Wednesday, January 6, 2021

Book Review -Those People; Louise Candlish


TITLE/AUTHORThose People; Louise Candlish



GENRE: Fiction / Domestic Suspense

FORMAT:  eGalley PP/LENGTH: 370 pp.

SOURCE: Net Galley

SETTING(s): An upscale neighborhood in South London, U.K.

ONE SENTENCE SUMMARY: What's a neighborhood of seemingly peaceful people to do when the new people on the block disrupt that friendly mix?

BRIEF REVIEW: Someone has died in a terrible accident as this novel opens, was it an accident or something more sinister?  As the police begin to interview the neighbors as to what transpired leading up to the tragedy, readers begin to learn more about each neighbor as well as the newbies: Darren & Jodie Booth who inherited the house next door eight weeks earlier.  

Haven't we all had an annoying neighbor at one time or another? It was easy to dislike the new couple, at least early on. The Booths turned the lovely street into what looked like a used car lot out front. The place was a construction zone with extensive renovations happening and loud music playing to name a few of the annoyances. When neighbors try to voice their issues in a civilized manner, nothing changes. 

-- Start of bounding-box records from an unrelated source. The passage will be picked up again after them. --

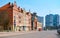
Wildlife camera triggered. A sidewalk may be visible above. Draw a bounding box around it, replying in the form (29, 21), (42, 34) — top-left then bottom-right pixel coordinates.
(0, 31), (37, 37)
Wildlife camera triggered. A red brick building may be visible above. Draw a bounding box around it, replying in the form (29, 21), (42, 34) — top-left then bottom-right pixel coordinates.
(0, 2), (37, 31)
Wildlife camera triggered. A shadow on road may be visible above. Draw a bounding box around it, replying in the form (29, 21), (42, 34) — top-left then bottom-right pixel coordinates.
(56, 34), (60, 38)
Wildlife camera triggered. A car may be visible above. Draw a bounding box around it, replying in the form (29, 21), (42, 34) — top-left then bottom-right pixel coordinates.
(57, 29), (60, 34)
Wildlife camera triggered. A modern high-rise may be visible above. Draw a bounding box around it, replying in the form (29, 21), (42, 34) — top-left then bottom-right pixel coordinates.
(53, 14), (60, 29)
(37, 16), (44, 29)
(45, 14), (54, 28)
(45, 14), (60, 29)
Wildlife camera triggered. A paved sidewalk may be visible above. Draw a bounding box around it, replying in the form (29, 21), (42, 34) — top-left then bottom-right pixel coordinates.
(0, 31), (37, 37)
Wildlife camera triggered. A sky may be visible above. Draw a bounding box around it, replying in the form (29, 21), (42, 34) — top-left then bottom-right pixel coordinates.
(0, 0), (60, 17)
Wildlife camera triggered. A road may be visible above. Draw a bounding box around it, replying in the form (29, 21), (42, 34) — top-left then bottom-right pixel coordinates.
(0, 31), (60, 38)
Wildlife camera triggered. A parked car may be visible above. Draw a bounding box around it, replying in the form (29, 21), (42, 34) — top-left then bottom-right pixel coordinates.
(57, 29), (60, 34)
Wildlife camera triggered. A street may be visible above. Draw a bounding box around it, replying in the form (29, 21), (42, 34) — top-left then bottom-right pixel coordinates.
(0, 30), (60, 38)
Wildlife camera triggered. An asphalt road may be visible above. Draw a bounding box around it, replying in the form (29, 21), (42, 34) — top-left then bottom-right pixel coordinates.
(0, 31), (60, 38)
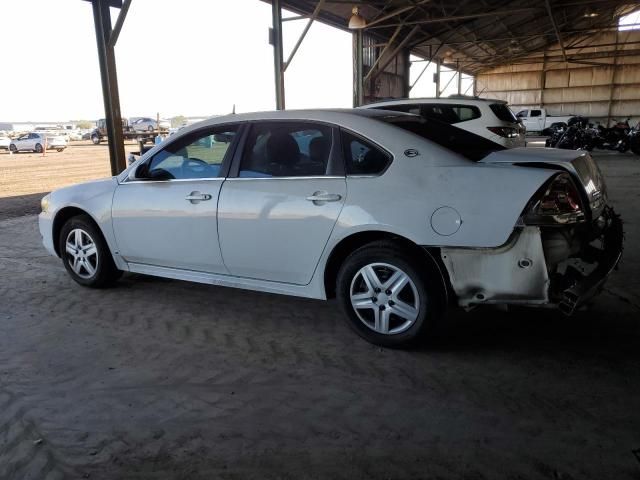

This is a story where class divide comes into play.  Some neighbors seemed to feel they were better than the new people, especially when they saw their unwritten rules to conform ignored.  The story was pretty good and had a lot of potential but, I thought it could have been better.  I found it hard to keep all of the neighbors, as well as their various issues and secrets straight.  It would have been nice to have a feel where each of them lived on the street in relationship to each other.  If you enjoy domestic thrillers/suspense stories, you might want to add "Those People" to your list. 

RATING: 3.5/5 stars

MEMORABLE QUOTES: “It was in her hand, as everyone’s was these days, as if phones were dialysis machines that could not be out of reach without life-threatening consequences.”